EMOTIONAL HEALTH
September 11, 2018

Gratitude's Double Dividends

We tend to underestimate how much people appreciate being thanked. We may also overlook how good it is for us.

Most of us tend to procrastinate when it comes to writing thank-you notes, and that's too bad because they have the power to deliver pleasure to senders and receivers alike. We may not feel up to the task, worrying we will sound corny, or that the person receiving it won't care one way or the other.

People generally underestimate the power their expressions of gratitude have on those who receive them. Some feel uncomfortable feeling grateful. Others fail to realize that gratitude is an antidepressant. Research from the University of Chicago Booth School of Business finds that there's a big gap between how much pleasure senders think their letters of gratitude will bring and the actual level of happiness the person receiving it feels when reading it.

Letter writers significantly underestimated how surprised and pleased recipients would be. They also overestimated how awkward the person receiving their letter would feel.

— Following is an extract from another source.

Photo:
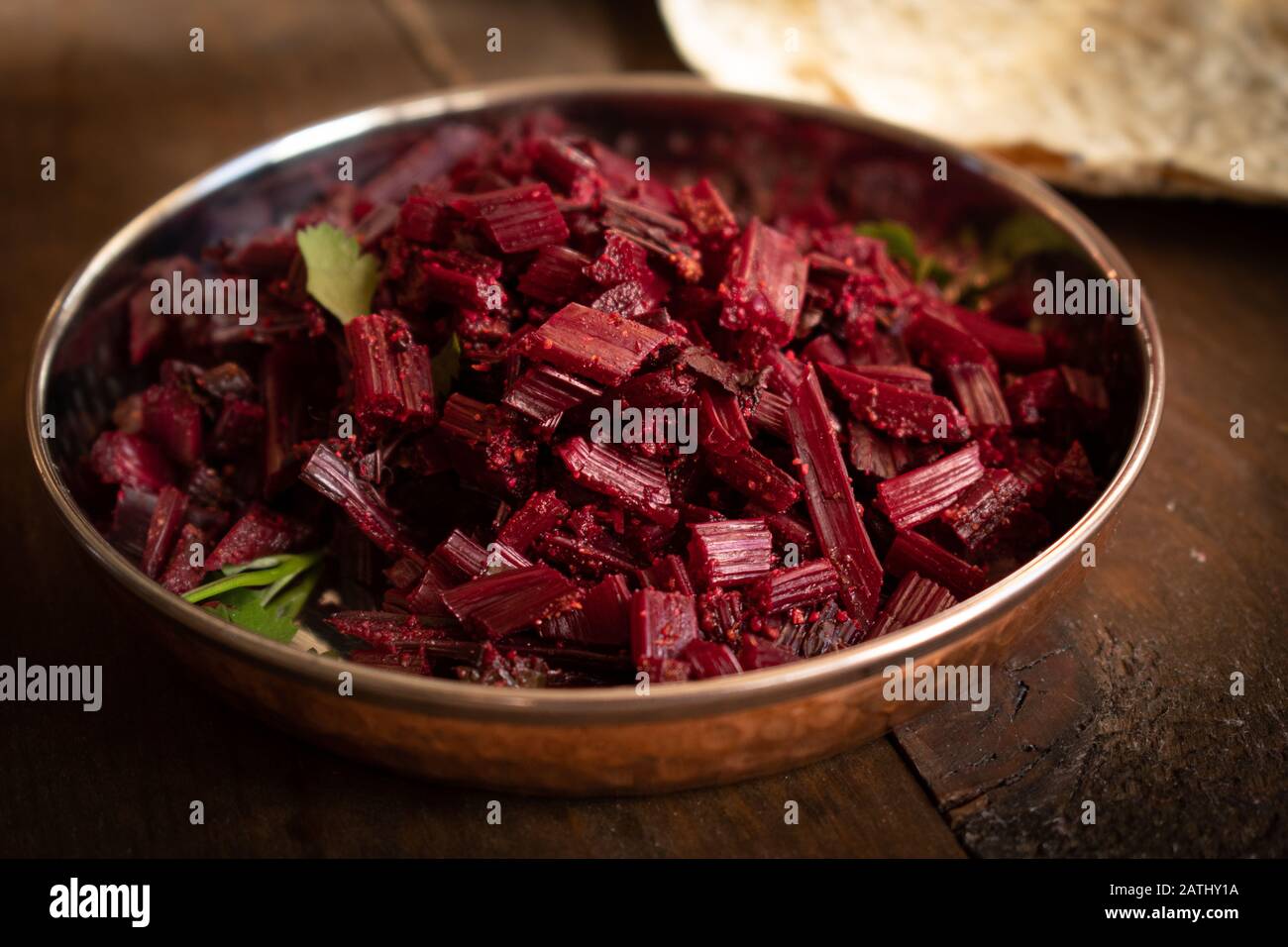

“There's so much talk in the world — both in academic literature and in the popular press — that expressing gratitude is good for you,” said researcher, Amit Kumar, in a statement. “But that doesn't seem to line up with how often people are actually articulating their appreciation in daily life. So, we wanted to find out why — what are the barriers holding people back?”

The got their answer when they asked people to write a letter of gratitude to a person who had made a difference in their lives, and then, after writing their letters, asked them to predict how their letter would make the recipient feel.

Letter writers significantly underestimated how surprised and pleased recipients would be, Kumar and Chicago Booth Professor Nicholas Epley found. Letter writers also overestimated how awkward the person receiving their letter would feel.

In addition to feeling shy and awkward that their letter of gratitude would seem strange, writers tended to worry about the wording of their letters and how well they had expressed their feelings, when really, recipients were simply happy to receive such a warm gesture.

It doesn't matter whether it is a business or personal relationship, if you are feeling grateful to someone, go ahead and let them know. You'll make them feel good, and that will make you feel good.

The study is published in Psychological Science.